A Amazon diz que tem sido mais difícil do que o esperado garantir viagens para seus satélites de internet de banda larga Amazon Leo, e agora está pedindo mais tempo à Comissão Federal de Comunicações.
O pedido de prorrogação, apresentado hoje, pede à FCC que dê à Amazon até 30 de julho de 2028, para implantar metade de seus 3.232 satélites em órbita baixa da Terra. O prazo atual é 30 de julho de 2026.
A Amazon disse que gastou mais de US$ 10 bilhões em sua constelação de Leão e reservou mais de 100 lançamentos para colocar os satélites em suas órbitas adequadas. Mas reconheceu que perderá o prazo original, estabelecido em 2020, quando a FCC deu luz verde inicial para o que era então conhecido como Projeto Kuiper.
“Apesar de uma reserva histórica de capacidade de lançamento e de profundos investimentos em infraestrutura de lançamento, o Amazon Leo enfrentou uma escassez na disponibilidade de lançamentos no curto prazo”, disse a empresa. “Essa escassez foi motivada por interrupções na fabricação, falhas e encalhe de novos veículos de lançamento e limitações na capacidade do espaçoporto.”
Citando a lacuna na disponibilidade de lançamento, a Amazon disse que teve que reduzir a taxa de produção em sua fábrica de satélites em Kirkland, Washington. “A Amazon Leo é capaz de fabricar consistentemente 30 satélites por semana – ou mais de 1.500 satélites por ano”, disse a empresa. “Até o momento, o Amazon Leo produziu centenas de satélites qualificados para voo e poderia facilmente ter produzido um múltiplo dessa quantidade, se não fossem os ajustes em seu cronograma de produção feitos em resposta aos atrasos em seu manifesto de lançamento.”
A escassez de foguetes não foi o único fator por trás do atraso no cronograma. No processo, a Amazon disse que uma missão de teste de protótipo de satélite lançada em 2023 “validou o design geral do Amazon Leo, mas resultou em uma reengenharia inesperada para melhorar o desempenho e a confiabilidade – um esforço crítico que atrasou a fabricação em grande escala em aproximadamente nove meses”.
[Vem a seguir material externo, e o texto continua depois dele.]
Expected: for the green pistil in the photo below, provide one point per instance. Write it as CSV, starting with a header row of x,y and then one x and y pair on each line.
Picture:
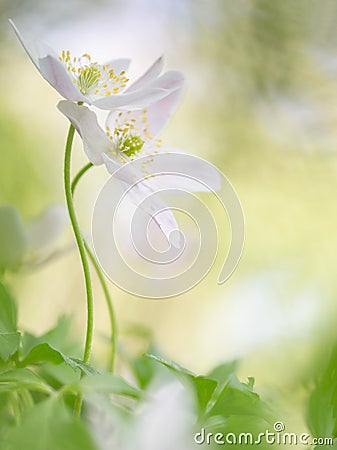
x,y
88,78
132,145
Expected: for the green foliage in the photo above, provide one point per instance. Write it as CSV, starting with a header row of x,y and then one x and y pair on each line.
x,y
222,396
9,337
107,383
13,238
9,344
322,407
8,316
49,426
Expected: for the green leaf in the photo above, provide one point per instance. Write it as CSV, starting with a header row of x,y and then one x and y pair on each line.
x,y
50,426
222,373
202,387
13,238
322,408
57,337
22,378
9,344
44,352
237,398
109,384
8,311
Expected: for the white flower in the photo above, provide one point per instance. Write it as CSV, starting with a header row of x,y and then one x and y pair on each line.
x,y
28,245
128,136
106,86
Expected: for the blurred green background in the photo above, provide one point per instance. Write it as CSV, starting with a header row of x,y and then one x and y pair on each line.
x,y
261,105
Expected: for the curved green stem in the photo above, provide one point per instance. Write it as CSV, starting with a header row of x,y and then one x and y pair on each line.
x,y
79,175
101,278
81,248
111,311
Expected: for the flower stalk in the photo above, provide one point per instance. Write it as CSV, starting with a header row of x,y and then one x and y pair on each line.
x,y
101,279
83,256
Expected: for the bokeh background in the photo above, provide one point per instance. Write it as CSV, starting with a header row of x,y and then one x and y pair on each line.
x,y
261,105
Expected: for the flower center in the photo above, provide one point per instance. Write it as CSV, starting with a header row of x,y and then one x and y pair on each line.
x,y
92,78
131,145
88,77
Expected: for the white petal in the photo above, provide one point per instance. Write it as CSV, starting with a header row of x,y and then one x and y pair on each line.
x,y
181,171
133,100
157,115
29,52
56,74
95,141
157,210
46,229
151,74
119,65
113,164
171,80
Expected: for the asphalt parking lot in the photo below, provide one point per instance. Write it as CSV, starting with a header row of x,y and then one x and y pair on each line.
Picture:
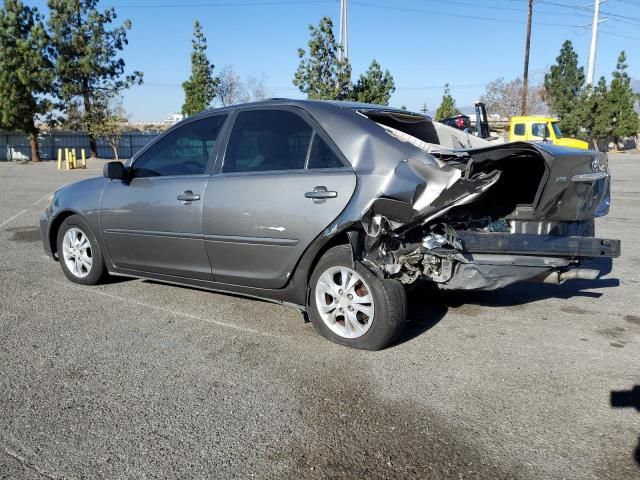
x,y
134,379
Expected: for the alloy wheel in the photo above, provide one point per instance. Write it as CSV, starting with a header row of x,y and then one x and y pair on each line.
x,y
76,252
344,302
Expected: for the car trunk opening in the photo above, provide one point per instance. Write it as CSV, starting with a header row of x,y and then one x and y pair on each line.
x,y
512,212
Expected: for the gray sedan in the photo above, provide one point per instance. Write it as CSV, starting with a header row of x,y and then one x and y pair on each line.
x,y
335,209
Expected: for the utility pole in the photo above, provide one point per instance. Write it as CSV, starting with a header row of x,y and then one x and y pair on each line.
x,y
343,36
346,29
591,70
525,76
341,32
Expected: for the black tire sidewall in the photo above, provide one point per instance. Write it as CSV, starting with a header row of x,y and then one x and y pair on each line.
x,y
97,267
389,301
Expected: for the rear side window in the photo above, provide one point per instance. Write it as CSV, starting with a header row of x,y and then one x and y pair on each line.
x,y
265,140
539,130
322,156
183,151
518,129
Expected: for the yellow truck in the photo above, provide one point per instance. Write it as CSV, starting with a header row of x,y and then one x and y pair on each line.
x,y
534,128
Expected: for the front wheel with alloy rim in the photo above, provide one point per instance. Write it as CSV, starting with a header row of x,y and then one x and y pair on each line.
x,y
351,306
79,253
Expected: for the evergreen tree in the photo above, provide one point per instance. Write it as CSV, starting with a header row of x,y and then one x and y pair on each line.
x,y
594,113
25,70
87,52
321,75
373,86
621,99
563,87
447,107
200,89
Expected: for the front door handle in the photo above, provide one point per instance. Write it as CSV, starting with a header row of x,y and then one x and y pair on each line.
x,y
320,194
188,196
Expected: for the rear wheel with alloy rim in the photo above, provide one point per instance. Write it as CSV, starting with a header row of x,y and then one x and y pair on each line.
x,y
79,253
351,306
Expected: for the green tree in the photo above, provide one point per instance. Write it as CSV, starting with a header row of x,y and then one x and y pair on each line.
x,y
320,74
447,107
26,75
109,123
88,61
621,100
200,89
563,86
374,86
593,113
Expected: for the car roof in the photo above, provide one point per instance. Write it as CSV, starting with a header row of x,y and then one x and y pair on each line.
x,y
533,118
311,105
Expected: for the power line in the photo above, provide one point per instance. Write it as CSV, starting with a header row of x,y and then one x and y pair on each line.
x,y
454,15
582,7
223,4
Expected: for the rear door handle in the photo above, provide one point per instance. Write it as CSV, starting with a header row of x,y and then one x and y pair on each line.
x,y
188,196
320,194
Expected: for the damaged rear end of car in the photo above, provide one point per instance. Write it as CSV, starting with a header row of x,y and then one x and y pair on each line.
x,y
479,218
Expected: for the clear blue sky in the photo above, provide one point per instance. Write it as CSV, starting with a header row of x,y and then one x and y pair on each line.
x,y
424,43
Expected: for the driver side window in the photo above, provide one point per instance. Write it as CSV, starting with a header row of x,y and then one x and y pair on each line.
x,y
184,151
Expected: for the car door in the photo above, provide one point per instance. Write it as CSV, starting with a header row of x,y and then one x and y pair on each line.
x,y
282,182
153,222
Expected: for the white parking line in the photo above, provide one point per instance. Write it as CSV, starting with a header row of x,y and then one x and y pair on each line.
x,y
38,201
166,310
9,220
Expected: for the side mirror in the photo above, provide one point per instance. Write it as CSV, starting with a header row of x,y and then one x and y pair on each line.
x,y
114,170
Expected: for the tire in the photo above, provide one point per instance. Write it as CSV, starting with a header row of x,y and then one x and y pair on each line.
x,y
368,314
79,252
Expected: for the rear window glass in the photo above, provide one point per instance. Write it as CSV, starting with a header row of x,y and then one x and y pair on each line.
x,y
264,140
518,129
322,156
539,130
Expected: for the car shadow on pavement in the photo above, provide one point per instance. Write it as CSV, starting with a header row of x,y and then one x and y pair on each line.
x,y
628,399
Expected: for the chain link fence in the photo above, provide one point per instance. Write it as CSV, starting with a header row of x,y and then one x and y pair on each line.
x,y
15,146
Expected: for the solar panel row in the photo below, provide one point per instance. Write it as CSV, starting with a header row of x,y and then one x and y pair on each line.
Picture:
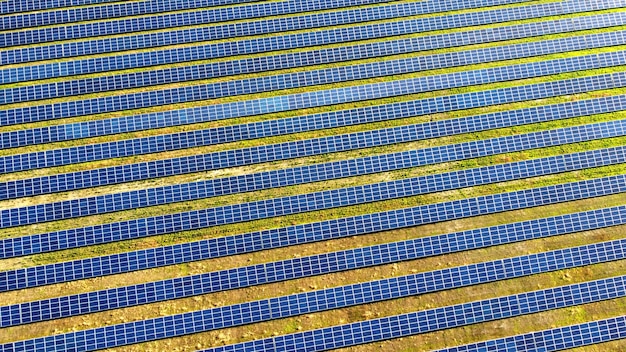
x,y
161,143
161,21
15,6
556,339
7,7
260,154
309,78
426,320
434,105
229,279
268,63
304,100
247,28
300,40
246,243
303,174
73,238
90,302
303,303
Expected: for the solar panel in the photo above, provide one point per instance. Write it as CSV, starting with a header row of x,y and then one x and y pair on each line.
x,y
422,321
7,7
303,174
290,269
305,78
556,339
281,178
251,242
401,325
247,28
267,153
300,40
433,105
304,100
73,238
151,22
355,52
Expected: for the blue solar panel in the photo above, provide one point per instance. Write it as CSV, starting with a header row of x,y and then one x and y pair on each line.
x,y
73,238
267,153
256,241
297,101
130,8
193,285
556,339
305,78
374,291
186,54
245,28
15,6
422,321
312,173
434,105
303,39
161,21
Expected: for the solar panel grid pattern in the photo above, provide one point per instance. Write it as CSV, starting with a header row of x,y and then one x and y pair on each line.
x,y
308,266
138,24
556,339
246,243
73,238
267,153
309,78
187,286
248,28
66,156
300,40
304,100
438,318
135,8
365,114
14,6
267,63
303,174
42,308
418,322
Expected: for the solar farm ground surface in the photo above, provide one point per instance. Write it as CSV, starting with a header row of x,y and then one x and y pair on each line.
x,y
423,342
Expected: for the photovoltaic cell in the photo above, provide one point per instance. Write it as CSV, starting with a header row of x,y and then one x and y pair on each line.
x,y
322,56
303,303
229,279
338,118
304,174
73,238
306,78
434,319
15,6
260,154
302,39
304,100
286,177
247,28
246,243
556,339
160,21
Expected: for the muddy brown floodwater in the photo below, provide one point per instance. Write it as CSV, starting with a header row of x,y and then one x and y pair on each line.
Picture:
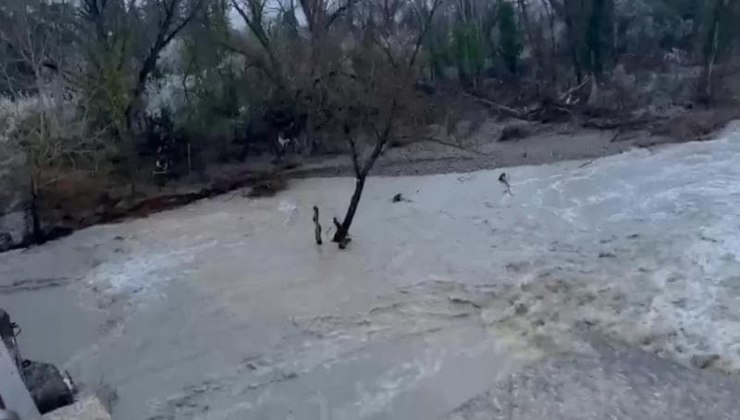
x,y
450,304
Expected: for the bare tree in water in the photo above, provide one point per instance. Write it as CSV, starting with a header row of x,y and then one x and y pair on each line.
x,y
374,98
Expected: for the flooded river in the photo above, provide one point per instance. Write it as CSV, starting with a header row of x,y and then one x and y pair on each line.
x,y
227,309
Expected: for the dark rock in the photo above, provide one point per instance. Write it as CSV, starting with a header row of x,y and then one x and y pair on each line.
x,y
6,241
514,132
704,361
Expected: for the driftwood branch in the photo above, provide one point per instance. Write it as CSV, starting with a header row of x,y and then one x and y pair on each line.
x,y
317,225
502,109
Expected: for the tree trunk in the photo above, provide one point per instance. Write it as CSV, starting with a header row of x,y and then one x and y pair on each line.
x,y
343,230
37,233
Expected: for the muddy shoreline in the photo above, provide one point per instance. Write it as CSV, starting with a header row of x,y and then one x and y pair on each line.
x,y
543,144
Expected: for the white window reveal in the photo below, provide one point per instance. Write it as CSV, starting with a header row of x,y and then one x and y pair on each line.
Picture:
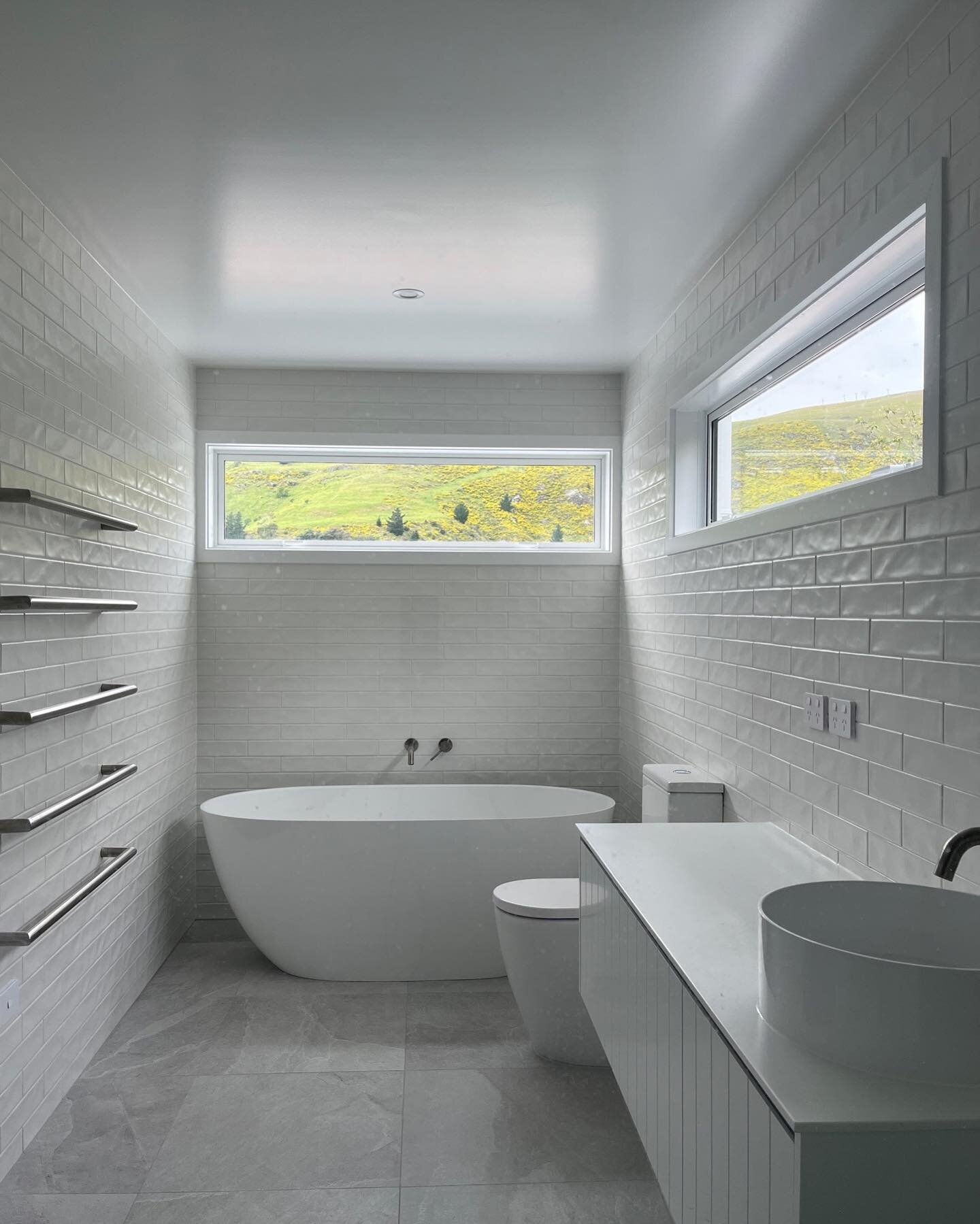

A Amazon lançou 180 satélites de produção até agora, em quatro foguetes Atlas 5 da United Launch Alliance e três foguetes SpaceX Falcon 9. Os primeiros lançamentos de carga pesada do Vulcan da ULA e do foguete Ariane 6, construído na Europa, deverão ocorrer nos próximos meses. A Amazon se inscreveu para duas dúzias de lançamentos do foguete New Glenn de carga pesada da Blue Origin. E no pedido de hoje, a Amazon reconheceu que reservou 10 foguetes Falcon 9, além dos três já lançados.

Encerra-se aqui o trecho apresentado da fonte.